Continuó llenando la fosa. Había recibido formación como erudito y asistente doméstico; era un mayordomo terrisano, el más útil, caro y prestigioso de los sirvientes del Imperio Final. Eso ya no significaba casi nada. Nunca había cavado una tumba, pero lo hizo lo mejor que pudo, tratando de ser reverente mientras acumulaba tierra sobre el cadáver. Sorprendentemente, mediada la faena, los campesinos empezaron a ayudarle y a echar también tierra en el agujero.

Tal vez haya todavía esperanza para ellos, pensó Sazed, dejando agradecido que uno de los hombres tomara la pala y terminara el trabajo. Cuando acabaron, la punta de la rama HaDah asomaba de la cabecera de la tumba.

—¿Por qué has hecho eso? —preguntó Teur, señalando la rama.

Sazed sonrió.

—Es una ceremonia religiosa, mi buen Teur. Si quieres, hay una oración que debería acompañarla.

—¿Una oración? ¿Algo para el Ministerio de Acero?

Sazed negó con la cabeza.

—No, amigo mío. Es una oración de una época lejana, una época anterior al lord Legislador.

Los campesinos se miraron, el ceño fruncido. Teur se frotó la barbilla arrugada. Sin embargo, todos permanecieron en silencio mientras Sazed entonaba una breve oración HaDah. Cuando terminó, se volvió hacia los campesinos.

—Se llamaba la religión de HaDah. Algunos de vuestros antepasados tal vez la siguieron. Si alguno de vosotros lo desea, puedo enseñaros sus preceptos.

El grupo permaneció en silencio. No eran muchos, dos docenas o así, la mayoría mujeres de mediana edad y unos cuantos hombres viejos. Solo había un joven con una pierna de madera; a Sazed le sorprendió que hubiera vivido tanto tiempo en una plantación. La mayoría de los lores mataban a los inválidos para impedir que menguaran sus recursos.

—¿Cuándo va a volver el lord Legislador? —preguntó una mujer.

—No creo que vaya a hacerlo —dijo Sazed.

—¿Por qué nos ha abandonado?

—Es una época de cambios. Tal vez sea también una época para aprender otras verdades, otras costumbres.

El grupo se agitó en silencio. Sazed suspiró; esa gente asociaba la fe con el Ministerio de Acero y sus obligadores. La religión no era algo que preocupara a los skaa… excepto, tal vez, para evitarla en la medida de lo posible.

Los guardadores pasaron mil años recopilando y memorizando las religiones moribundas del mundo, pensó Sazed. ¿Quién habría pensado que ahora, desaparecido el lord Legislador, a la gente no le importaría lo suficiente para querer recuperar lo que había perdido?

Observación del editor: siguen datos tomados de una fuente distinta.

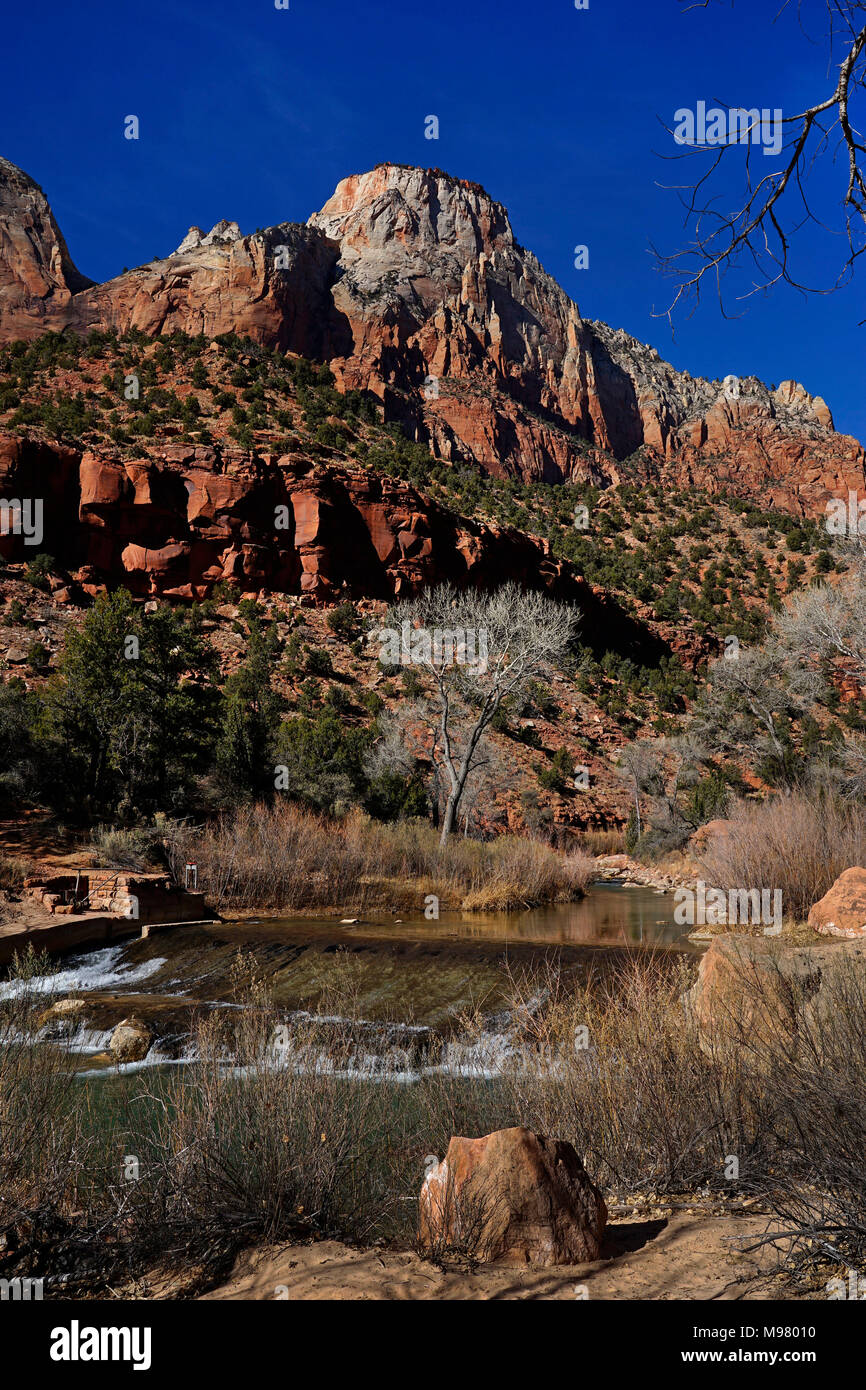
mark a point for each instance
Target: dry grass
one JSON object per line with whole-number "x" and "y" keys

Sin embargo, le resultaba difícil pensar mal de aquella gente. Se esforzaban por sobrevivir, y su mundo, ya de por sí difícil, se había vuelto impredecible. Estaban cansados. ¿Era extraño que hablar de creencias largamente olvidadas hubiera dejado de interesarles?

—Venid —dijo Sazed, volviéndose hacia la aldea—. Hay otras cosas, cosas prácticas, que puedo enseñaros.